Recent research shows that expanding the pool of board candidates isn’t diluting the level of talent, one of the potential affects cited by those opposed to diversifying boards.
Kathleen Kahle, the Thomas C. Moses Professor of Finance in the Eller College of Management at the University of Arizona, has been working with several colleagues on closely tracking compliance with SB 826.
Their research includes a working paper that compares the skills and qualifications of men and women appointed to boards before and after the law. While women appointed as directors both before and after SB 826 are less likely to have CEO experience than their male counterparts, they are just as qualified in terms of C-suite experience, Kahle said.
To any assertions that the reason there aren’t more women on boards is because there aren’t enough qualified women, Kahle said, that research shows that “just doesn’t seem to be a problem.”
Pathway to parity
With the clock ticking to the end-of-year deadlines for adding more women and people from underrepresented groups to boards, organizations like the California Partners Project are continuing their efforts to understand and overcome hurdles business leaders say they face.
The group — co-founded by Jennifer Siebel Newsom, wife of Gov. Gavin Newsom, and Executive Director Olivia Morgan — focuses on promoting gender equity as one of its core causes.
The group’s October 2020 “Claim Your Seat” report examined the gender diversity of the 650 publicly traded companies based in California and traded on the NYSE or Nasdaq. It found that while nearly 30% of California company boards were all male in 2018, that number dropped to less than 3% at the time of the analysis. It’s now less than 1%, Morgan said.
But there’s still another large shift needed: Looking to the increased gender diversity requirements that boards must meet by the end of 2021, the report found 72% of companies would need another one or more women to join their boards to be compliant.
The California Partners Project is also working with Equilar and the Latino Corporate Directors Association to release a report this year assessing the impact of SB 826 on boards through a race an dethnicity lens.
The organization led a series of focus groups last fall with some 40 business leaders to talk about the most powerful, convincing arguments for having a diverse board of directors and to understand what the challenges are to diversifying.
What kept coming up was that the people — mostly men — who were already on boards weren’t sure how to get beyond their “first circle of trust” of the people they know and have worked with firsthand.
“That’s something we’d like to focus on and help folks acknowledge and help business leaders see, that as much as they are successful taking other risks in their corporate work — and that might be something they value — that reaching beyond your first circle of contacts to add a board director is a much smaller risk with a much greater reward than other business risks that they take,” Morgan said.

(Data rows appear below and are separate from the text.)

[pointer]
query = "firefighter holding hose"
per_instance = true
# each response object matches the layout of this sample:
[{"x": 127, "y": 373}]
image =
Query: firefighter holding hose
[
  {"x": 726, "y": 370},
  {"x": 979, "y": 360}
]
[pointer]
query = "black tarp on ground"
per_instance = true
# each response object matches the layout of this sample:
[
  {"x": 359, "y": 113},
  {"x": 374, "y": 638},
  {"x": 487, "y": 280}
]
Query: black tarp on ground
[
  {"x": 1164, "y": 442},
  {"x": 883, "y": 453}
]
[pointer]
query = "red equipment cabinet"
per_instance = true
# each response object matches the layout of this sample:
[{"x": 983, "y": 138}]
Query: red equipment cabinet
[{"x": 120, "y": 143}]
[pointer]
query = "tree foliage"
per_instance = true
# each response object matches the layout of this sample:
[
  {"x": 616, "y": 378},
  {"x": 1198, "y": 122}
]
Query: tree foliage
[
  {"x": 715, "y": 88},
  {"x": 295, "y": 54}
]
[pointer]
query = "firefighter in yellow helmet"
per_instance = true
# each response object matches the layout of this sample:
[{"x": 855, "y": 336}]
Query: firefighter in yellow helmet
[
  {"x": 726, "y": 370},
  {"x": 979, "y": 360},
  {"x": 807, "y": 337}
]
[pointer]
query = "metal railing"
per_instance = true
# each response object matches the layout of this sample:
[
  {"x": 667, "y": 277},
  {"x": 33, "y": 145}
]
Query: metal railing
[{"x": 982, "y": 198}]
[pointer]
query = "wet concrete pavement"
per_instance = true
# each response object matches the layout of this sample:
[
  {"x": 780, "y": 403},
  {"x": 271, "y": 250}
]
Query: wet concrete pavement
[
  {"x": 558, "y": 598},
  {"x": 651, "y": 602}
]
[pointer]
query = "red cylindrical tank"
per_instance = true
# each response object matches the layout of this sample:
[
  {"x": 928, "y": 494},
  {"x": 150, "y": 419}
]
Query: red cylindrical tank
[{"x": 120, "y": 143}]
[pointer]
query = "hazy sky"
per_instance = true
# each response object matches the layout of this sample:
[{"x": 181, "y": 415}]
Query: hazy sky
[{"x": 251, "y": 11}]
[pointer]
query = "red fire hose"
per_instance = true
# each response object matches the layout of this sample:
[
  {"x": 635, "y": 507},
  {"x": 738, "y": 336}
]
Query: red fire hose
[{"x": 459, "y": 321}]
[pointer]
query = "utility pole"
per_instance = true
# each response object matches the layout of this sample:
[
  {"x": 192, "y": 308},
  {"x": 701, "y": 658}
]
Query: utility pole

When she’s making that pitch, she reminds leaders that not accessing all the talent, vision and experience people have to offer is a huge opportunity to miss out on. She asks them: Would they leave other resources on the table? “You’re just leaving all of that value untapped,” she tells anyone who’s wary.
For those who have taken that perceived risk of looking outside of their circle, Morgan noted, she’s never heard of a case where it did not work out.
“The only anecdotes that we hear are folks who add a diverse perspective to their board — whether it’s a woman or a person of color to a board that previously didn’t have that — they realized it really is good to have a new perspective, a new skill set, a new voice at the table,” Morgan said.